The scale and variety of NWT’s resources, as well as its rich experience in responsible exploitation, are the area’s greatest advantages, and its ticket to further development and prosperity. Approximately one-third of the NWT’s GDP is generated by mining, oil and gas. The NWT is the third-largest diamond producer, by value, in the world and has significant oil-and-gas potential in the Beaufort area, with more than 90 oil wells drilled to date.

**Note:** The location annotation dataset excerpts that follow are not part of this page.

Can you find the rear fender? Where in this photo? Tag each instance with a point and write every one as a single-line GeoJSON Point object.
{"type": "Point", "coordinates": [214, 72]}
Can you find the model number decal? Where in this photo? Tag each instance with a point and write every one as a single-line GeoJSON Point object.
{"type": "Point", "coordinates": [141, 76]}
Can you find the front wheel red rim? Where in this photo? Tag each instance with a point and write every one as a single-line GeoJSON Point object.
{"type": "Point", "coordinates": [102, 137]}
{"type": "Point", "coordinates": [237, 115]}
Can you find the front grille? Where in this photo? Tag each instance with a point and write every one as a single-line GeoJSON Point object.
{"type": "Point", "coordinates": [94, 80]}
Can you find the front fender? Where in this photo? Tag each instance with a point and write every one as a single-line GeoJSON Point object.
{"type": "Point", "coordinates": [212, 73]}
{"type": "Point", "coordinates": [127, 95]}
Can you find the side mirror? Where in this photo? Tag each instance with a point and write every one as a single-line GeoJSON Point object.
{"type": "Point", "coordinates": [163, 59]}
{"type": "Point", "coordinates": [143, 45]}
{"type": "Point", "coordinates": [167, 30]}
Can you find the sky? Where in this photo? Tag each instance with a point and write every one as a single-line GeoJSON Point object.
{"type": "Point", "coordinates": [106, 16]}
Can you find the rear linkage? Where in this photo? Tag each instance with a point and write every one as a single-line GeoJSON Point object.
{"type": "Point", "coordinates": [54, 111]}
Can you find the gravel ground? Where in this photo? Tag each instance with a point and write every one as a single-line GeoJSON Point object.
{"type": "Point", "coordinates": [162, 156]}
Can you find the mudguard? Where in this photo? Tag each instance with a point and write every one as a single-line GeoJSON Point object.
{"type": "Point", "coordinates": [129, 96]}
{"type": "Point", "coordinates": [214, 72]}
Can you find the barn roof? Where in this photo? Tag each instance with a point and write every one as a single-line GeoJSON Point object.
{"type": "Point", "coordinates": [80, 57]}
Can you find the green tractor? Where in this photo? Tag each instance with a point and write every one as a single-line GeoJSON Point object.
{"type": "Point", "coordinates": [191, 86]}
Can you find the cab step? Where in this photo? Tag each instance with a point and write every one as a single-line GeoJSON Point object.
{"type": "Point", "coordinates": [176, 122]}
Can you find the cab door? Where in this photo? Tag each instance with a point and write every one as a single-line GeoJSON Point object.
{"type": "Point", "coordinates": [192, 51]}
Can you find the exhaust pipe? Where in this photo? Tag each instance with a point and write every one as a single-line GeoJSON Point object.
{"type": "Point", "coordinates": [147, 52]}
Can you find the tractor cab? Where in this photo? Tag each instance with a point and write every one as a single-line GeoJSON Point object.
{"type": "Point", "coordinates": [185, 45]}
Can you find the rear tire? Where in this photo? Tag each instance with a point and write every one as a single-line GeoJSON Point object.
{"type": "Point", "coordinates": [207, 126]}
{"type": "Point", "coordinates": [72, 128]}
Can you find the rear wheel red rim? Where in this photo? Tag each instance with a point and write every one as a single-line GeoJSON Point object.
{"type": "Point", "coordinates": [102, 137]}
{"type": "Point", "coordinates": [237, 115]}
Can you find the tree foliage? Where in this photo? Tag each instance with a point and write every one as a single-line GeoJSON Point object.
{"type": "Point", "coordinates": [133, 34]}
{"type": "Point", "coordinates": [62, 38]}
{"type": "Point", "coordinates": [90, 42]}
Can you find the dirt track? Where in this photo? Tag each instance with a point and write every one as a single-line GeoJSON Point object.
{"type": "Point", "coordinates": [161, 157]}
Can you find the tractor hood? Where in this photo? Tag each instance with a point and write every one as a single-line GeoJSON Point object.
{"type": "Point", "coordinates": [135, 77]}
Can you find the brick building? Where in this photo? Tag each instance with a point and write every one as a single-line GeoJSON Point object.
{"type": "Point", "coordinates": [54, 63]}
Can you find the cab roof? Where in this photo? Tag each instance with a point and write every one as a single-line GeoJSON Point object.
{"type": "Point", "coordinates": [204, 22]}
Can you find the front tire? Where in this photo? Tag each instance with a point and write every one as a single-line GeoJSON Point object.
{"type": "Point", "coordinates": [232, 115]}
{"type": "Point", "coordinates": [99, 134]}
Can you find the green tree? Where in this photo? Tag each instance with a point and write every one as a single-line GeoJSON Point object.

“The mining companies have to factor in the cost of building their own roads and ports,” said Kells Boland, a Project Manager of Arctic logistics specialist Prolog Canada. “There needs to be some nationbuilding by the government to facilitate the development of our remote Arctic resource areas so it is more economically feasible for the miners and oil majors to greenlight projects in Arctic territories.” The infrastructure needs of Canada’s remote Arctic regions range from extending hydropower lines past Churchill up the coast of Hudson Bay to Rankin Inlet and Baker Lake to installing the infrastructure necessary to bring submarine fibre-optic, high-speed internet and reliable telecommunications to the region. But maritime needs remain the top priority – without deepwater ports, logistics becomes a patchwork of long-haul trucking and barges braving tides, ice and winds during short summers.

“The CEO of a mining company sees the Canadian government as sitting on its hands when it comes to infrastructure development,” said Mr. Byers. “There is a new deepwater port built to serve an iron ore mine at Mary River on Baffin Island. It was built with private money in one summer. Why can’t the government do that?”

Critical maritime infrastructure needs include services that only the government can provide – infrastructure that is essential to handle the increasing traffic of commercial and cruise ships in waters still fraught with danger. Some of that missing infrastructure is part of Canada’s commitment and responsibility under formal agreements with its Arctic neighbours.

For now, it appears that Arctic resource development will take a breather, allowing the government to balance its books and meet the promises it has made to voters. The issue of Arctic infrastructure, however, will not go away, and sooner or later needs to be dealt with. Perhaps by that time, minerals and metals prices will have recovered, and governments will be back in surplus territory.